- Developer: Strategic Simulations
- Publisher: Strategic Simulations
- Producer: Carl C. Norman
- Designers: Keith Brors Gary Grigsby
- Programmers: Keith Brors Gary Grigsby
- Artist: Maurie Manning
- Composers: Danny Pelfrey Rick Rhodes
- Series: Steel Panthers
- Platform: MS-DOS
- Release: November 1, 1996
- Genre: Tactical wargame
- Modes: Single-player, multiplayer

= Steel Panthers II: Modern Battles =

1996 video game

Steel Panthers II: Modern Battles is a computer wargame developed and published by Strategic Simulations. It was designed by Gary Grigsby and Keith Brors and released in 1996 for MS-DOS. The game is the sequel to Steel Panthers and the second entry in the Steel Panthers series. Like its predecessor, Steel Panthers II was commercially successful.

==Gameplay==
Steel Panthers II is a computer wargame that simulates modern warfare.

==Development==
A key goal for Steel Panthers II was offering improved animation. The game was released on November 1, 1996.

==Reception==

Following Steel Panthers strong commercial performance, Steel Panthers II was a "major success", according to author Rusel DeMaria. Among other theories, he speculated that the deployment of tanks in Operation Desert Storm could have influenced its sales. Steel Panthers II was nominated as Computer Games Strategy Pluss 1996 wargame of the year, although it lost to that year's Battleground games: Shiloh, Antietam and Waterloo. It was also a nominee for CNET Gamecenter's "Strategy Game of the Year" award, which went to Civilization II.

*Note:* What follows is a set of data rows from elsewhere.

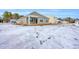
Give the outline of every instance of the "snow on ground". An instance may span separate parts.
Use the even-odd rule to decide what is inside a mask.
[[[79,48],[79,26],[19,26],[0,24],[0,48]]]

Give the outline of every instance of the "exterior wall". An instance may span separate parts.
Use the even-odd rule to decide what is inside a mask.
[[[49,23],[50,24],[57,24],[57,18],[55,18],[55,17],[52,17],[52,16],[48,16],[48,18],[49,18]]]
[[[38,24],[48,24],[49,19],[47,18],[38,18]]]

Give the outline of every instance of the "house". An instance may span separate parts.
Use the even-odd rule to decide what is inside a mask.
[[[11,23],[11,24],[16,24],[16,19],[10,19],[10,21],[9,21],[9,23]]]
[[[16,24],[19,25],[48,25],[57,24],[59,20],[53,16],[44,16],[37,12],[32,12],[27,16],[21,17]]]
[[[32,12],[27,16],[18,19],[17,24],[26,24],[26,25],[49,24],[49,18],[37,12]]]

William R. Trotter of PC Gamer US was largely positive toward Steel Panthers II, but felt that it was held back by its technical problems, glitches and oversights. He concluded, "If not for the numerous little flaws that keep it from realizing its own best intentions, this would have been my nominee for Wargame of the Year." In Computer Games Strategy Plus, Robert Mayer was less impressed: he considered it visually impressive but unrealistic, with numerous historical oversights. He nevertheless called it "a worthy successor to a very successful game".

Steel Panthers and Steel Panthers II were named, collectively, the 62nd best computer game ever by PC Gamer UK in 1997.

Review scores
| Publication | Score |
|---|---|
| Computer Games Strategy Plus | 3/5 |
| Computer Gaming World | 4.5/5 |
| PC Gamer (US) | 80% |
| PC Games | A− |

==Legacy==
The game was followed by Steel Panthers III: Brigade Command 1939-1999. The Camo Workshop released a mod based on Steel Panthers II called SP2WW2 (Steel Panthers II: World War 2) in 1998.